In learning this, it became easy to trace every cliché of Black motherhood back to slavery or systemic oppression. When a mother is in the store and tells her child “don’t touch nothing and don’t ask for nothing,” is it because she cannot afford it, she doesn’t want someone to think her child is stealing, she wants to ensure her child is viewed as respectable or well-behaved or a combination of those things? When a mother views a child expressing their feelings as disrespect is it because they are actually being disrespectful or is it because we have a deep-rooted history of being violently punished or killed for expressing ourselves that has been carried on through our DNA for generations? I find myself examining these things when TikToks spoofing Black mothers come across my timeline, or I see a mother in the store clapping back at a stranger who has violated her child. There is a reason Black motherhood is so specific.
In studying this work, I replaced the anger and resentment I held onto for years towards my mother with compassion and empathy. My mother and I turned a new leaf when I was finally able to let her know that she was understood, and her feelings were valid even if the way she expressed them was not always in the most constructive manner. From then on, we have done the healing work together of committing to understanding one another and allowing space for our boundaries. I shared the Wolynn book with her, and it was just as transformative for her as it was for me. We now talk on the phone for hours and go on trips together. We have more patience and grace for one another because we know that no matter how much we may disagree, we will always agree on loving and respecting each other.

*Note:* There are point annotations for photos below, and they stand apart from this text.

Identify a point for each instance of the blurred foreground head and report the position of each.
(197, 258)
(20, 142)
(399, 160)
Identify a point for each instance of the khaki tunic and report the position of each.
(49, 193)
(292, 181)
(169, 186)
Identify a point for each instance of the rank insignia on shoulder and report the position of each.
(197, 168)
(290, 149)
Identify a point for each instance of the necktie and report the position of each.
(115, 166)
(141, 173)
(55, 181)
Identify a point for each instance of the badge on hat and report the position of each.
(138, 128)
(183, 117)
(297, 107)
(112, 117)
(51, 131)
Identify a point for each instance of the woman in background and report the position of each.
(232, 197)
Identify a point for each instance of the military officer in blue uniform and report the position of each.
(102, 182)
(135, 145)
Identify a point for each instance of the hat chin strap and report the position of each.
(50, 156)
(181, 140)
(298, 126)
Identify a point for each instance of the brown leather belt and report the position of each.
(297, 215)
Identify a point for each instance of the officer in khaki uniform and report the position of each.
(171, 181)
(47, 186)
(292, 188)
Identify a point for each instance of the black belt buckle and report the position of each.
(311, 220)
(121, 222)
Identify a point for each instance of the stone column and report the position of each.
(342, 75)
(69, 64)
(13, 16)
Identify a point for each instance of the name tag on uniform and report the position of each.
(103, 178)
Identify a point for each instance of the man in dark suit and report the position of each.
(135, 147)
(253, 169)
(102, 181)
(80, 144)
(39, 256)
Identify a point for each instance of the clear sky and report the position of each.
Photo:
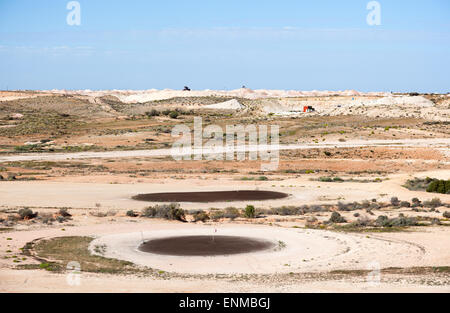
(211, 44)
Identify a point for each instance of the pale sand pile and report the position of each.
(140, 96)
(228, 105)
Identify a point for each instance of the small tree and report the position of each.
(336, 218)
(173, 114)
(250, 211)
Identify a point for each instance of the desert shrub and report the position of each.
(64, 212)
(201, 216)
(98, 214)
(382, 221)
(435, 221)
(418, 183)
(249, 211)
(336, 218)
(231, 213)
(286, 210)
(405, 204)
(27, 214)
(395, 201)
(216, 215)
(131, 213)
(416, 202)
(363, 221)
(174, 114)
(152, 113)
(439, 186)
(433, 203)
(401, 220)
(166, 211)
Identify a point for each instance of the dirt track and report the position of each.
(437, 142)
(212, 196)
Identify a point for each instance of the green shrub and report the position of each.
(336, 218)
(201, 216)
(250, 211)
(439, 186)
(395, 201)
(26, 213)
(131, 213)
(232, 213)
(152, 113)
(433, 203)
(166, 211)
(401, 220)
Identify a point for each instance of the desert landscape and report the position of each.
(92, 199)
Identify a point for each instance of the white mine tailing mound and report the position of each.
(228, 105)
(140, 96)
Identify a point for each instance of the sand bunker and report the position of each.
(204, 245)
(212, 196)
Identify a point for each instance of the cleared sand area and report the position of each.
(357, 202)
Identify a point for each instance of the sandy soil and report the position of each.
(321, 251)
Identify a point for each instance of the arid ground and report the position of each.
(360, 216)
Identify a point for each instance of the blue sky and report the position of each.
(208, 44)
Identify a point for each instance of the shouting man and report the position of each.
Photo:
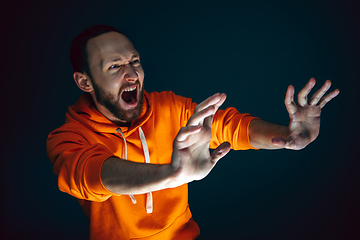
(127, 155)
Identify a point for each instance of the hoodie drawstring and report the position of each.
(149, 198)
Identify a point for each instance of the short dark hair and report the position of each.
(78, 53)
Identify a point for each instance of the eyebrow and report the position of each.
(102, 63)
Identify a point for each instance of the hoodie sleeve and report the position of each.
(231, 126)
(78, 164)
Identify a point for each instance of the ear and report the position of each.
(83, 81)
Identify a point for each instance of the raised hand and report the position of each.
(304, 116)
(191, 159)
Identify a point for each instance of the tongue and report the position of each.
(129, 97)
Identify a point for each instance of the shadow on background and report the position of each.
(251, 50)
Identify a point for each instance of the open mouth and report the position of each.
(129, 95)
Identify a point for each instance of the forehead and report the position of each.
(109, 45)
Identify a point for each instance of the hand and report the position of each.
(304, 117)
(191, 159)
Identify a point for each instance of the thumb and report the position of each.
(220, 152)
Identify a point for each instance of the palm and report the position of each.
(305, 117)
(191, 158)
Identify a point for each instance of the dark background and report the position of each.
(251, 50)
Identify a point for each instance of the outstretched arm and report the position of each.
(190, 161)
(304, 123)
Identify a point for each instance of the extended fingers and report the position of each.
(183, 136)
(320, 93)
(215, 100)
(198, 117)
(302, 96)
(328, 97)
(220, 151)
(289, 101)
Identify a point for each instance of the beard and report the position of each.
(112, 102)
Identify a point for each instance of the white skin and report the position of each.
(115, 63)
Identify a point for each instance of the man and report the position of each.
(127, 155)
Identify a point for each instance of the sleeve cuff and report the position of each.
(244, 139)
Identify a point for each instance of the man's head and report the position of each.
(107, 66)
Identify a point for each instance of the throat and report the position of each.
(129, 97)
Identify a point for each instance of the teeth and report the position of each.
(130, 89)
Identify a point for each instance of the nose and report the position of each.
(130, 73)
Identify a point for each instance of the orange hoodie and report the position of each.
(79, 147)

I realize that this is a privilege, especially considering we did not have to attend therapy for this breakthrough. However, I will say that if we can heal our broken bonds, I have hope for the countless mothers and daughters out there with strained relationships. For the women out there who struggle with Mother’s Day, for these reasons, I see you, and I feel you. I cannot guarantee you will mend broken bonds but, I can tell you that there are reasons they exist that may have absolutely nothing to do with you. Start there are hopefully your relationship can heal, or at the very least, you can find peace in knowing you have the opportunity to break the cycle.